How do you make time for coaching in your daily work-life?

This is an art and science question as well as an obligation as a leader: human-centric leadership is not just addressing the subject matter expert; it is taking care of the entire person and this can differentiate us from competitors. Neither art nor science can happen without preparation and dedication: in my weekly schedule, I dedicate time for one-to-one interactions or small group sessions where we are not talking pure business but people aspects too. During these conversations, you need to be present, you need to listen and pay attention and sometimes prepare content to support or trigger the dialogue. The biggest gift that we have as humans is time. Our people are the most important success factor and they deserve time.

What is your ‘coaching hack’ for new/other career coaches and team leaders?

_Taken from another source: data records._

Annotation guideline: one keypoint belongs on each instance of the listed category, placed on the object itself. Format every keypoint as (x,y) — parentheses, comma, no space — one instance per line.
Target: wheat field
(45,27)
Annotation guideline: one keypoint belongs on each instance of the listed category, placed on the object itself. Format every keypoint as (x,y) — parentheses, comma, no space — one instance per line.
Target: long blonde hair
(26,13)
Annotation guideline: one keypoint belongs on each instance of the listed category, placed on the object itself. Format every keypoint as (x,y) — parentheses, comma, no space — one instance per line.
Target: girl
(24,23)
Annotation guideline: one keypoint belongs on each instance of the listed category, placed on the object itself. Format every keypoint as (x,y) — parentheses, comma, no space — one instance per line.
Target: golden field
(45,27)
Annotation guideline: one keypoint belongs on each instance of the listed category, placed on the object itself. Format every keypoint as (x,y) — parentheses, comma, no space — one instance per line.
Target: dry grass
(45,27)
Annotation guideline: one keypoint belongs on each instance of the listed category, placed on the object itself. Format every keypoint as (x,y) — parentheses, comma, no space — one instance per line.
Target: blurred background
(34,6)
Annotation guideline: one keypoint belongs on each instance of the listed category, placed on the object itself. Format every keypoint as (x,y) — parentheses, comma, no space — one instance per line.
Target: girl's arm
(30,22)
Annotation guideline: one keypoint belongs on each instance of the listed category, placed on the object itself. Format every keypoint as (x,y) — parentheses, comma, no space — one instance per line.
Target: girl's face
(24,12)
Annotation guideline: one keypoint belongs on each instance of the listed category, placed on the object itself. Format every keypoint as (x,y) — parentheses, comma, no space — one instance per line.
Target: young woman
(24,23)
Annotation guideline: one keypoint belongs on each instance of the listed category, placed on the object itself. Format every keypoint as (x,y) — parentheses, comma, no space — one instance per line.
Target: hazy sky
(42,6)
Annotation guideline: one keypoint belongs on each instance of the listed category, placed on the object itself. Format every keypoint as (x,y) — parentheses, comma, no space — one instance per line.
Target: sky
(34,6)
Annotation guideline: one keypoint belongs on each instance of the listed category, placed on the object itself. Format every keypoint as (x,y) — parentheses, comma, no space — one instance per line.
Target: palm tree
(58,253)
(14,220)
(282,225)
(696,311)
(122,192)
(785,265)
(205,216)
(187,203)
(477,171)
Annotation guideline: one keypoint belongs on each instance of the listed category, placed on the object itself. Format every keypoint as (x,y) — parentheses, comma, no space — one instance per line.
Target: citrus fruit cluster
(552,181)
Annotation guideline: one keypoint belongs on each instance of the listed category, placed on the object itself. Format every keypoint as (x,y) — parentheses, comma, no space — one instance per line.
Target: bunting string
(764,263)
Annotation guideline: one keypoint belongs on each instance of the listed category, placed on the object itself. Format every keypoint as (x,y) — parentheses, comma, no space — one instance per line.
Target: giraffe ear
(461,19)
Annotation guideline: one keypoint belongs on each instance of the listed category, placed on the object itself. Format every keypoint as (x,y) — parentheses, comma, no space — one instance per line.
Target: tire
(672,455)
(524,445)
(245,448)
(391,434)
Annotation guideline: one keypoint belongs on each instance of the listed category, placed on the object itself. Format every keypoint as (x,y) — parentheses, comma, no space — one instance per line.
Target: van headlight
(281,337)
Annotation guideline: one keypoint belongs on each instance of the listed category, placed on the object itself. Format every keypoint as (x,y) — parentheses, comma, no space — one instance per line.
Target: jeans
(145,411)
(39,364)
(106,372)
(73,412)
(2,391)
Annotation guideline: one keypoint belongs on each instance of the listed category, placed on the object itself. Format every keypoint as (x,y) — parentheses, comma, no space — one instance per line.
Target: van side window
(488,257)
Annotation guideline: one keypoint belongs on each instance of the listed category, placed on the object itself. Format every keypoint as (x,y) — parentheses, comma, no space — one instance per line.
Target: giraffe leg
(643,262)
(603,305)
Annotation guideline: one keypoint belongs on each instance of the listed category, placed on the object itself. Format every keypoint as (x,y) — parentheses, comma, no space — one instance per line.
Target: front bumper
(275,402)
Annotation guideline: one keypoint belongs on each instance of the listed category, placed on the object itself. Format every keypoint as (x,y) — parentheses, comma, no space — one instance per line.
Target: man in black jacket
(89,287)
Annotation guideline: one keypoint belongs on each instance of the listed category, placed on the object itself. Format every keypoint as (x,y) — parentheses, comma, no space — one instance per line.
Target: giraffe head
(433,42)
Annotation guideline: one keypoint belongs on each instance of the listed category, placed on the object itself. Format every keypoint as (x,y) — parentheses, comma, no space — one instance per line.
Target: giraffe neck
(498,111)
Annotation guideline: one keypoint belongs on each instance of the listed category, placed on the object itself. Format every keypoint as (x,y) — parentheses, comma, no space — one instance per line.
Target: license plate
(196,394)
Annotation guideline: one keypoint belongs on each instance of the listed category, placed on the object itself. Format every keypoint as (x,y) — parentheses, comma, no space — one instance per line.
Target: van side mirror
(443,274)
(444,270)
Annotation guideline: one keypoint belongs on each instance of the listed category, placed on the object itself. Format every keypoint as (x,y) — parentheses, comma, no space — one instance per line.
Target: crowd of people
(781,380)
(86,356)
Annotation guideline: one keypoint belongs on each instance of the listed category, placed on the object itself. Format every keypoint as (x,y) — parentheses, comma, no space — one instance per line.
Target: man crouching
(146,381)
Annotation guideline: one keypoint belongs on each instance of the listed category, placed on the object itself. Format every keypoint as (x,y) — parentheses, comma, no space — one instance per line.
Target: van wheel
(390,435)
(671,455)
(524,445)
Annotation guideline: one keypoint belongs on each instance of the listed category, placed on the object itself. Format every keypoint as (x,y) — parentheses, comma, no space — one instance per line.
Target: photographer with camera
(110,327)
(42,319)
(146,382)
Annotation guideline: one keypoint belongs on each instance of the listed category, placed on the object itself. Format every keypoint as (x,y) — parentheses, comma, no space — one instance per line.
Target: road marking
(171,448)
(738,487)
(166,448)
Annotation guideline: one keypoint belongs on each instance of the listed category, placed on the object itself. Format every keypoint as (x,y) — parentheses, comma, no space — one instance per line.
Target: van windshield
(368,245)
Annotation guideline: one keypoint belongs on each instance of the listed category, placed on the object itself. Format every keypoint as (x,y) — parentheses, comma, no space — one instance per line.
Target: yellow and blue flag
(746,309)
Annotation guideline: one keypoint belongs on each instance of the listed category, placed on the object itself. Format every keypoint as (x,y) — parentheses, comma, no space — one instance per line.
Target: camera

Let me rephrase it into ‘Don't be a couch potato, be a coach tomato’, and as no tomato is ever exactly the same, tomato stands for really having a very different perspective, not just in client-oriented BXT (Business Experience Technology) interactions but also in transforming as a person. If you can help your coachee to know what their strengths are, what their passion is and what their growth opportunity is, then you will see their sweet spot where all those three dimensions or circles overlap. Find that sweet spot as a coach. The other thing is not only to focus on how to address the content, but also on how to access the person. It’s about how you can ‘kiss their brain and touch their heart’ or ‘touch their brain and kiss their heart’ in an interaction so that people feel free to open up. For me, this means connecting with the person’s thoughts, as well as their feelings and emotions and evoking wholesome personal development through this. Of course, everyone has a personal privacy sphere and decides by themselves how much they want to open up and share. But that also links into the classic dimension of trust, which is built on reliability, credibility, intimacy, and self-orientation. Therefore, a coach needs to create trust, which is of course key for us, as trust is one of the big defining foundations of the work place.

What empowers you?

I am half Japanese and half Swiss and Wabi Sabi is the Japanese philosophy I was raised with. Wabi Sabi means: “You strive for excellence. You strive for perfection, but in order to do so, you always remain yourself. Only then does your imperfection come out naturally and only that will make you beautiful.” So, I think that is the point. See yourself with all of your imperfections while striving for excellence. I wish everyone more Wabi Sabi as a powerful engine for your progress.